Ow. Warehouse 13 brings a lot of death scenes to television. Almost every warehouse affiliate has died, with most of them being resurrected eventually, and even though the Warehouse 13 death toll has grown to rival that of Misfits or Supernatural in recent seasons, Warehouse 13's writing team still manages to make each and every one of them a powerful sucker punch, right to the gut. I can appreciate that. I love a good death scene.

But I also love Leena and while she makes a good candidate for a permanent warehouse death, a part of me kind of hopes she joins the ranks of dead warehouse personnel who eventually come back to life. Leena's is the sort of demise that has the potential to change the very fabric of the series itself. On one hand, that screams, "YAY CHARACTER DEVELOPMENT!" but on the other hand, Artie will not take Leena's death, or his role in it, lightly. If done right, this experience will permanently change Artie. But are we prepared for that level of darkness to take up permanent residence on Warehouse 13?

Or are we fairly certain that Leena will be alive and well by the end of this season? The root of all current warehouse troubles is time travel, after all.

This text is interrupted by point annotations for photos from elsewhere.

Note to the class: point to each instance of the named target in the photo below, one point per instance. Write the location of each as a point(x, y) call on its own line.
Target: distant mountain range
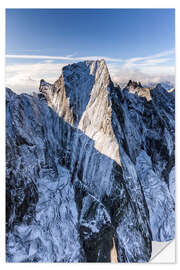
point(90, 168)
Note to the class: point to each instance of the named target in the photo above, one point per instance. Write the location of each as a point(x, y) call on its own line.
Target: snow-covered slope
point(89, 164)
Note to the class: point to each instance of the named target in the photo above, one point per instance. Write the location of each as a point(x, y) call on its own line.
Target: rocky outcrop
point(88, 165)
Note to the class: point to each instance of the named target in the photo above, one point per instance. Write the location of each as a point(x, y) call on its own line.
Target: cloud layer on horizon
point(150, 69)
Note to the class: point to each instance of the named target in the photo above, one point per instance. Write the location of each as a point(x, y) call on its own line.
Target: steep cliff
point(87, 163)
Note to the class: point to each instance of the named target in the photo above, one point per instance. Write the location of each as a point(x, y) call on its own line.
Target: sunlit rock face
point(89, 164)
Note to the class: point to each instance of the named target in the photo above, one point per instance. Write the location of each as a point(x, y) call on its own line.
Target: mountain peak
point(134, 84)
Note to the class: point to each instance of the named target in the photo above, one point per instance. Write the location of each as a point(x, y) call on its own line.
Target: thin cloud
point(26, 77)
point(66, 58)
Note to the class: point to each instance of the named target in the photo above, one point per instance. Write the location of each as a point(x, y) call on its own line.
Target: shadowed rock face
point(88, 163)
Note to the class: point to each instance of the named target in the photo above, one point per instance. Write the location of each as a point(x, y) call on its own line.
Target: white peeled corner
point(163, 252)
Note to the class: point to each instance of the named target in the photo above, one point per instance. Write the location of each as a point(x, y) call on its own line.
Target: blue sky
point(136, 43)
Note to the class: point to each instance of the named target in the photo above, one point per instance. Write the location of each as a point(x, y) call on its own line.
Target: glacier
point(89, 164)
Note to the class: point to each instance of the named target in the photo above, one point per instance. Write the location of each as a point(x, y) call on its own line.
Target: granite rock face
point(89, 164)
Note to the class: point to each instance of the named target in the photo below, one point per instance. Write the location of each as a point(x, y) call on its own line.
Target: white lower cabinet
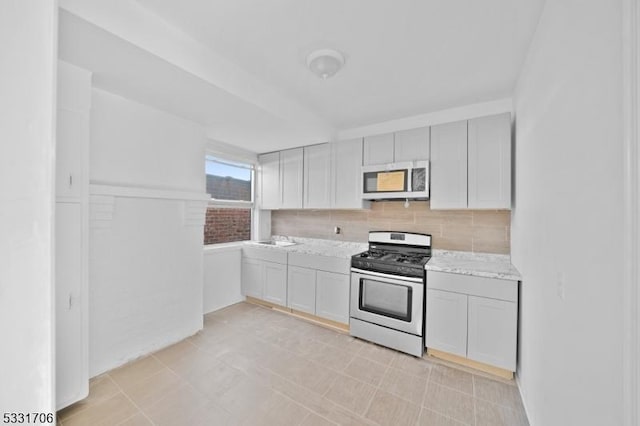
point(446, 324)
point(72, 370)
point(275, 283)
point(332, 296)
point(321, 293)
point(251, 282)
point(473, 317)
point(301, 294)
point(264, 274)
point(317, 285)
point(492, 332)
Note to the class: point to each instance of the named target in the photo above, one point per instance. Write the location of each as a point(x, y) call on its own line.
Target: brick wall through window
point(224, 225)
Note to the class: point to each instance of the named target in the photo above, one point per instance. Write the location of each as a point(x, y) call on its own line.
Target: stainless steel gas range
point(388, 290)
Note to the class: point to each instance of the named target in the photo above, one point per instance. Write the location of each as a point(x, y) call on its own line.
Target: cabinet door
point(291, 165)
point(271, 195)
point(449, 166)
point(72, 374)
point(251, 280)
point(412, 145)
point(72, 138)
point(446, 322)
point(301, 289)
point(490, 162)
point(347, 174)
point(317, 162)
point(493, 332)
point(275, 283)
point(332, 296)
point(378, 149)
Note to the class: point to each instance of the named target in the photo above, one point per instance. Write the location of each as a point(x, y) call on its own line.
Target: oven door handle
point(388, 276)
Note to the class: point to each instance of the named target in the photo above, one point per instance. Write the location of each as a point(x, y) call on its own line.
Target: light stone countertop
point(476, 264)
point(315, 246)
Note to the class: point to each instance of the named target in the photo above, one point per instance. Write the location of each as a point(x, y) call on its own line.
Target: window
point(230, 185)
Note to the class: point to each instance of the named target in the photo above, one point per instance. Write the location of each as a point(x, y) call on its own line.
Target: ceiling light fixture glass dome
point(325, 62)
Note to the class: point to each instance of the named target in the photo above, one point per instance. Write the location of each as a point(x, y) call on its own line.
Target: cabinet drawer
point(322, 263)
point(474, 286)
point(267, 254)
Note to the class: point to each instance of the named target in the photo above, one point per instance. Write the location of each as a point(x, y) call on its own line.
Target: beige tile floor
point(254, 366)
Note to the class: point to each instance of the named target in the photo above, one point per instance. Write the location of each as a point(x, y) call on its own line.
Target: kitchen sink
point(276, 243)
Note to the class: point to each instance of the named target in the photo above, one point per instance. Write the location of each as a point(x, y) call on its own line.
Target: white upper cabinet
point(411, 145)
point(471, 164)
point(378, 149)
point(317, 176)
point(449, 166)
point(72, 139)
point(291, 166)
point(490, 162)
point(71, 234)
point(271, 192)
point(346, 165)
point(281, 179)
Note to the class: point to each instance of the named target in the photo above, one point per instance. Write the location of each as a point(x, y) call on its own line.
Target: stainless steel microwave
point(396, 180)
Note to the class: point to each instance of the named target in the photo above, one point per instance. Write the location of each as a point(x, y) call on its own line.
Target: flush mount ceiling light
point(325, 62)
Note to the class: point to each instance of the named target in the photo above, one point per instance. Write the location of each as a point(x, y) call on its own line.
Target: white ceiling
point(404, 57)
point(243, 75)
point(125, 69)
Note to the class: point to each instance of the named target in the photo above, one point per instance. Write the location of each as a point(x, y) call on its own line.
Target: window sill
point(231, 246)
point(223, 204)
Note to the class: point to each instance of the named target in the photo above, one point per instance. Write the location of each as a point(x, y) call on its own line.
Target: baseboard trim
point(486, 368)
point(334, 325)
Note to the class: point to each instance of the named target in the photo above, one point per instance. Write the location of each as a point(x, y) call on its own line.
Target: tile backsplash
point(483, 231)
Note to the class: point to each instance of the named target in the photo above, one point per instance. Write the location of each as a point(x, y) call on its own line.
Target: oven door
point(388, 300)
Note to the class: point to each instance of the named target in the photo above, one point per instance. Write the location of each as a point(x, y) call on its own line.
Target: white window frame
point(235, 204)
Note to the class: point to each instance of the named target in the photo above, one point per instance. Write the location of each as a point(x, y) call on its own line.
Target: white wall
point(27, 151)
point(145, 260)
point(567, 221)
point(222, 269)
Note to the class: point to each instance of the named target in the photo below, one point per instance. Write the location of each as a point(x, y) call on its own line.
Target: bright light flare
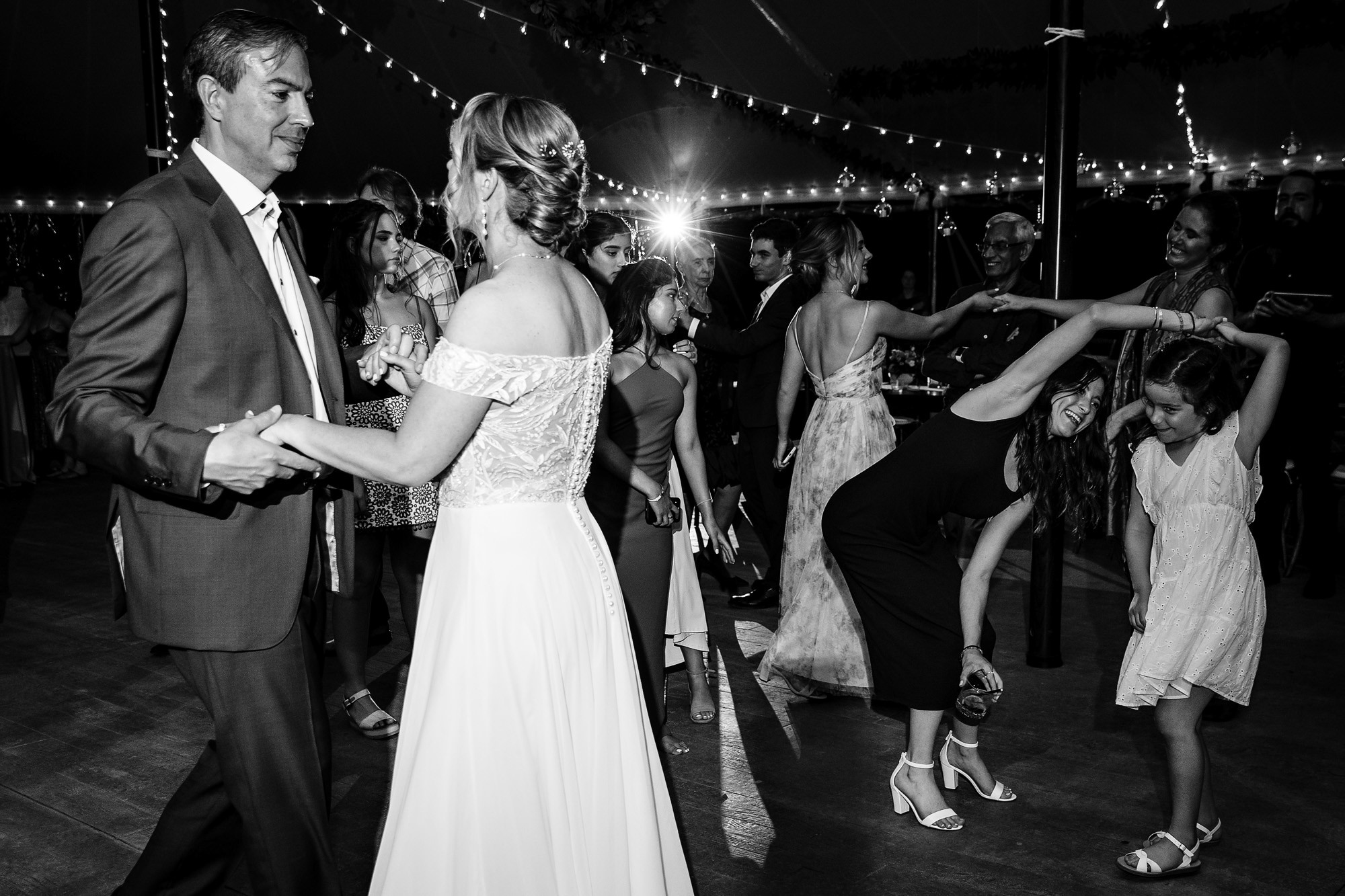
point(673, 225)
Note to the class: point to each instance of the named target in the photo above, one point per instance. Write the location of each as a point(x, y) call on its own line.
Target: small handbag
point(974, 700)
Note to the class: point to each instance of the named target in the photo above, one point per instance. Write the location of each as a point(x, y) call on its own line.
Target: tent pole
point(1044, 592)
point(153, 71)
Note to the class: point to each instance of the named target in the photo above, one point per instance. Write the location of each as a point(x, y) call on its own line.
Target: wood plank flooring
point(779, 797)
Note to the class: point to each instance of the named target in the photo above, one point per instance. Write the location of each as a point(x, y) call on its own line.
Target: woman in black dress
point(1022, 440)
point(649, 413)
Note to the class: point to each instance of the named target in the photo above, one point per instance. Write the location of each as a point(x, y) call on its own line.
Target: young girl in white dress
point(1200, 602)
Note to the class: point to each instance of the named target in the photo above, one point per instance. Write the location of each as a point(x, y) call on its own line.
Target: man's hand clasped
point(397, 360)
point(240, 458)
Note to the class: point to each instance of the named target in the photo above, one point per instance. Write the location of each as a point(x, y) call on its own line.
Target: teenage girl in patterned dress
point(361, 260)
point(1200, 600)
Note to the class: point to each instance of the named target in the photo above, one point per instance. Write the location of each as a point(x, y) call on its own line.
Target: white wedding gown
point(527, 763)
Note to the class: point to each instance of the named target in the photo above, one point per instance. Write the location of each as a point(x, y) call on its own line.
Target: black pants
point(767, 491)
point(262, 787)
point(1303, 435)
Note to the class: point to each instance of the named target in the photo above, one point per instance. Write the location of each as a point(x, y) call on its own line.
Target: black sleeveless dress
point(642, 420)
point(883, 528)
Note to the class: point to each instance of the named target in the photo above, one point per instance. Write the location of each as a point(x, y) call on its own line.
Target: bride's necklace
point(523, 255)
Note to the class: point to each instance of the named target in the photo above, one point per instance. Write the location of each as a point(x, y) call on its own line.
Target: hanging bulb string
point(371, 48)
point(750, 100)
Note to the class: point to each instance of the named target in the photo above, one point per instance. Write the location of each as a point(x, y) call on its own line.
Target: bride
point(527, 762)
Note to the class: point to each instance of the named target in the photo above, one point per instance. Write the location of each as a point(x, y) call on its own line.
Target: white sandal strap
point(938, 817)
point(356, 696)
point(1188, 853)
point(913, 763)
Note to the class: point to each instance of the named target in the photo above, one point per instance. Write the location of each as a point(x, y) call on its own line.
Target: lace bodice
point(536, 443)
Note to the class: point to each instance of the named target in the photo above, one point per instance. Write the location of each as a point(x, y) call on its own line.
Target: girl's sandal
point(1208, 836)
point(376, 725)
point(1147, 866)
point(704, 712)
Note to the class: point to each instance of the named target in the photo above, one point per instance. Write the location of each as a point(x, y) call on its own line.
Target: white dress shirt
point(766, 298)
point(262, 214)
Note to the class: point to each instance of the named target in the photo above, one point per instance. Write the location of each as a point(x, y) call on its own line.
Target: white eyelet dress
point(1207, 608)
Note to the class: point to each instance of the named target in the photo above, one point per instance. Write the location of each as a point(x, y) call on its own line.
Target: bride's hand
point(404, 373)
point(719, 538)
point(372, 365)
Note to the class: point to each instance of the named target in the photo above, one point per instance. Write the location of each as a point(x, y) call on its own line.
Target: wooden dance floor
point(778, 797)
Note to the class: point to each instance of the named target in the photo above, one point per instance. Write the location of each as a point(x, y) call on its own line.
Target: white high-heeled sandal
point(950, 774)
point(902, 803)
point(1147, 866)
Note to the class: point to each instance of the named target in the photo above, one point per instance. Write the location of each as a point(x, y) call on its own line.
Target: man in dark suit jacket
point(761, 352)
point(197, 311)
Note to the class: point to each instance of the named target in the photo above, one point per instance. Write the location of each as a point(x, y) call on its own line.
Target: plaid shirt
point(428, 276)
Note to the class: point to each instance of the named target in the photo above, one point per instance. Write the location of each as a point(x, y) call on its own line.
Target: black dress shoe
point(761, 598)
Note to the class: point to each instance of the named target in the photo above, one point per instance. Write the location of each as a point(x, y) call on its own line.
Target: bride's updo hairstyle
point(539, 154)
point(831, 239)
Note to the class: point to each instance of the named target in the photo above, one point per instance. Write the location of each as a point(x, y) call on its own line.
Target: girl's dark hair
point(392, 186)
point(346, 279)
point(829, 239)
point(1066, 477)
point(1204, 377)
point(599, 228)
point(1225, 221)
point(627, 300)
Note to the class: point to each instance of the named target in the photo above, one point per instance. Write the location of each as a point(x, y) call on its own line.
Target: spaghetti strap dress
point(820, 642)
point(883, 529)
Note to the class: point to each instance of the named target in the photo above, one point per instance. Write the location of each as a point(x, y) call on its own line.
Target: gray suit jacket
point(181, 329)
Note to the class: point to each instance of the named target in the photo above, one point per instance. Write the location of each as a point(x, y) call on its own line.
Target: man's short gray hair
point(1023, 229)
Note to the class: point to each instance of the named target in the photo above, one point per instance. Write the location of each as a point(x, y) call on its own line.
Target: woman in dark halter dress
point(650, 411)
point(1017, 442)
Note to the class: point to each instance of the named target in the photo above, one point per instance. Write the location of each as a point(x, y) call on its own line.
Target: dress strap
point(856, 345)
point(794, 327)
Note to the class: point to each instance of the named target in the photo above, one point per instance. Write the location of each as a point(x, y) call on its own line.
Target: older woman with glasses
point(984, 345)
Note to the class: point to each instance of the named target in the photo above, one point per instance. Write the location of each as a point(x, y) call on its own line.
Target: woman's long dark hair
point(599, 228)
point(1199, 369)
point(1067, 478)
point(828, 239)
point(629, 300)
point(350, 260)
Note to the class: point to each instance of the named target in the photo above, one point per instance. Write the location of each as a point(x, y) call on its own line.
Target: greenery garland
point(1291, 28)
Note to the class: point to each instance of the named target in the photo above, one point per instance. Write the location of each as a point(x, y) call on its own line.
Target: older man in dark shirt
point(1293, 287)
point(983, 345)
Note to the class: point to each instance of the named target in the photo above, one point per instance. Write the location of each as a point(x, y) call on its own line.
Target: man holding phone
point(1291, 287)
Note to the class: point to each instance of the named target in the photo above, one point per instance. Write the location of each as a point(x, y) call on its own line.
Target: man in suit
point(198, 311)
point(761, 352)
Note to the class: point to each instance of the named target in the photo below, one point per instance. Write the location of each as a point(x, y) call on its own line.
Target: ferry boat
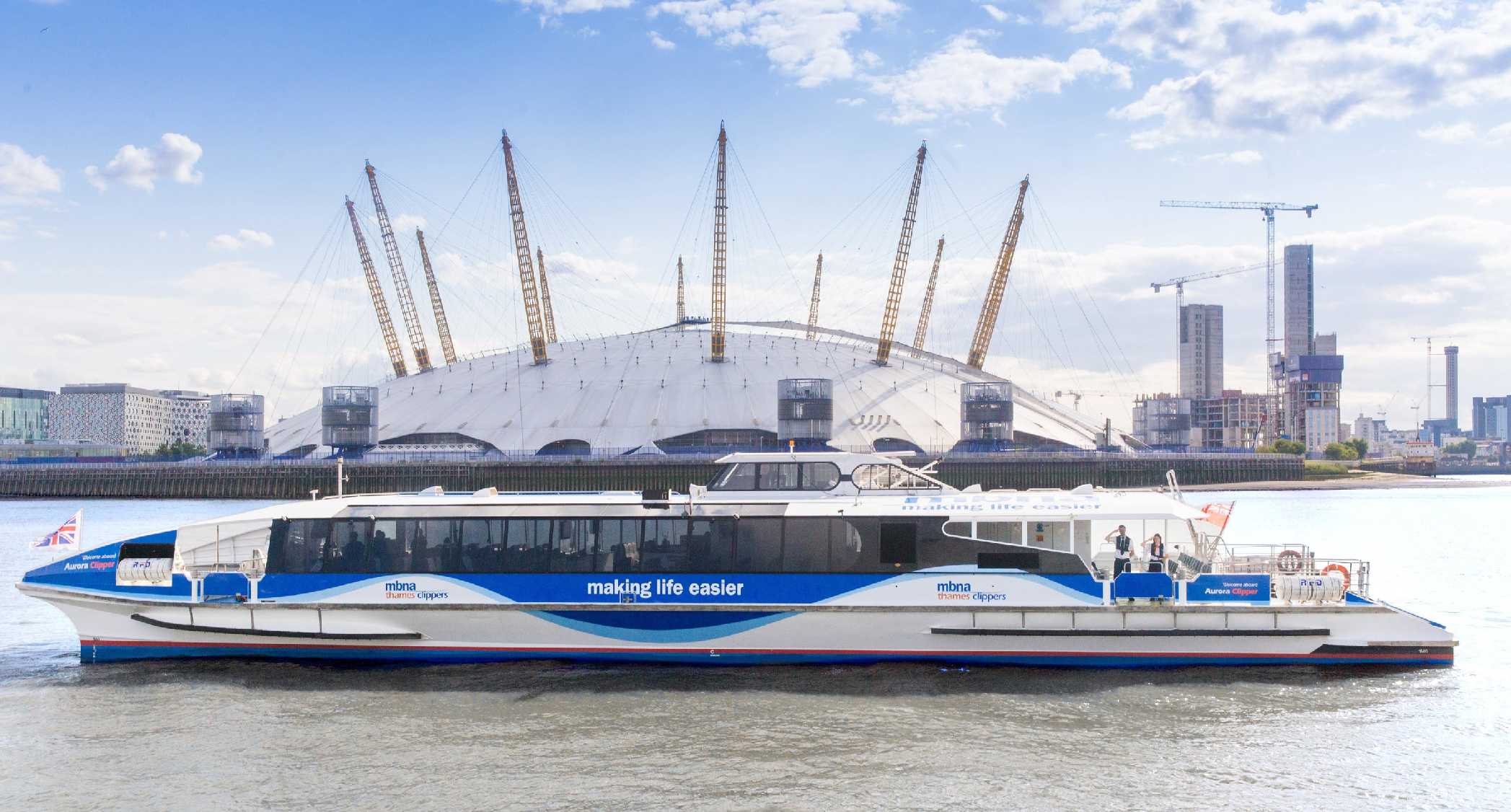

"The Ones You Love" went a long way toward reinvesting us in the story arc for Season 4, with high stakes throughout the entire episode and the payoff with Brother Adrian's real identity being a very good reveal, despite the fact that we all pretty much saw it coming. Can we just take a moment to bask in the glow of Saul Rubinek's awesomeness? He acted the hell out of Artie's final breakdown, when he realized that in fighting Brother Adrian, he had been battling himself all along... and lost. Whatever or whoever Artie currently is, it/he is absolutely chilling. You the man, Mr. Rubinek. You the man.

– So, Brother Adrian is real, but the evil Adrian who wreaked havoc on the warehouse all season long is just a figment of Artie's imagination or some sentient "evil" unleashed by the astrolabe? What do you think? Is Artie just lost in his imagination or is he possessed by something?

– Should Jinks and Mrs. Frederic go on more sassy adventures together? (Yes.)

– Who else wants a pair of Claudia's fabulous work goggles?

– I think Pete's solo adventure with ex-wife Amanda was supposed to remind us that he's actually an intelligent and accomplished Secret Service agent, but I thought the whole solution of transferring the tattoo artifact to the leather box that it came in because leather is technically skin was a little too "no duh," to reverse an entire season's worth of being a dumbass. Not to mention the fact that it was Myka's idea anyway. Nice effort, though, and "Tell them to name something after me... not a mall," made me giggle.



– I couldn't get into Myka and her sister's artifact-driven brawl. I have to admit, though, that curly OR straight, I'm super jealous of Joanne Kelly's hair.

– Where to next? Is Leena a goner for good?